Saturday, October 24, 2009

Java SourceVersion and Character

The SourceVersion class provides information on Java source versions and can provide some interesting details, including demonstration of terminology covered in the Java Language Specification. In this blog posting, I look briefly at some of the more interesting observations one can make using this class that was introduced with Java SE 6 in conjunction with the Java long-timer class Character.

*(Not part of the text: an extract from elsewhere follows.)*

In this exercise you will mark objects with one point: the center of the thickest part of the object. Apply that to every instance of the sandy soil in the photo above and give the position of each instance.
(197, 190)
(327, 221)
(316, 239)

The SourceVersion class provides several handy static methods for ascertaining details about the source version of the current Java runtime. The methods SourceVersion.latest() and SourceVersion.latestSupported() provide details regarding the latest source versions that can be "modeled" and "fully supported" respectively.

The following code snippet demonstrates these two methods in action.

  1. out.println("Latest source version that can be modeled: ");  
  2. out.println("\tSourceVersion.latest(): " + SourceVersion.latest());  
  3. out.println("Latest source version fully supported by current execution environment ");  
  4. out.println("\tSourceVersion.latestSupported(): " + SourceVersion.latestSupported());  


The output from running this code is shown next.



As the code example and corresponding output above indicate, the currently supported modeled version and currently fully supported versions are easily accessible. Although the SourceVersion class was introduced with Java SE 6, it has been built to be support future versions of Java. Not only does the Javadoc documentation state that "additional source version constants will be added to model future releases of the language," but the SourceVersion.values() method also provides all supported version enums. A code example and associated output are shown next to demonstrate this method in action.

  1. out.println("SourceVersion enum Values:");  
  2. final SourceVersion[] versions = SourceVersion.values();  
  3. for (final SourceVersion version : versions)  
  4. {  
  5.    out.println("\t" + version);  
  6. }  




The Javadoc documentation tells us the meanings of the various enum values shown in the above output. Each represents a different "source version of the Java programming language" and the platform version it is associated with. As shown earlier, the RELEASE_6 is associated with Java SE 6, RELEASE_5 is associated with J2SE 5, RELEASE_4 is associated with JDK 1.4, RELEASE_3 is associated with JDK 1.3, RELEASE_2 is associated with JDK 1.2, RELEASE_1 is associated with JDK 1.1 and RELEASE_0 is associated with "the original version." The Javadoc documentation for Java SE 7 indicates that SourceVersion.RELEASE_7 is supported in Java SE 7.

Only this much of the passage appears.